Please clearly state the UB Person numbers and UB IT names for all the group members on the cover of the report.
Two gene datasets (cho and iyer) can be found on Piazza. Please check the README file first for a short description of the two datasets.
Complete the following tasks:
- Implement five clustering algorithms to find clusters of genes that exhibit similar expression profiles: K-means, Hierarchical Agglomerative clustering with Min approach, density-based, mixture model, and spectral clustering. Compare these five methods and discuss their pros and cons.

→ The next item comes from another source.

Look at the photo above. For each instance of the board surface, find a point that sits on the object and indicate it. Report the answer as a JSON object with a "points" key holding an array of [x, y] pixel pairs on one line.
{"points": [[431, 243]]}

For each of the above tasks, you are required to validate your clustering results using the following methods:
- Using external index (Rand Index and Jaccard Coefficient) and compare the clustering results from different clustering algorithms. The ground truth clusters are provided in the datasets.
- Visualize data sets and clustering results by Principal Component Analysis (PCA). You can use the PCA you implemented in Project 1 or use any existing implementation or package.
Your final submission should include the following:
- Codes: A folder named Code, that contains five clustering algorithms and a README that shows how to run your code.
- Report: A pdf file named Cluster_report .pdf. Describe your implementation details about all the algorithms. Compare the performance of these approaches using visualization and external index on the two given data sets. State the pros and cons of each algorithm and any findings you get from the experiments.
- Your final submission should be a zip file named as zip. In the zip file, you need to include aforementioned folder Code and folder Report.
- Log in any CSE department server and submit your zip file as follows:
>> submit_cse601 project2.zip
The details about Demo will be released two days before the demo date through Piazza. Note:
- New data sets will be given to check your implemented clustering algorithms and validation measures. The data format is the same with the project data sets we provide.
- During the demo, the specific parameter setting will be changed and therefore you need to keep your code flexible to different parameters.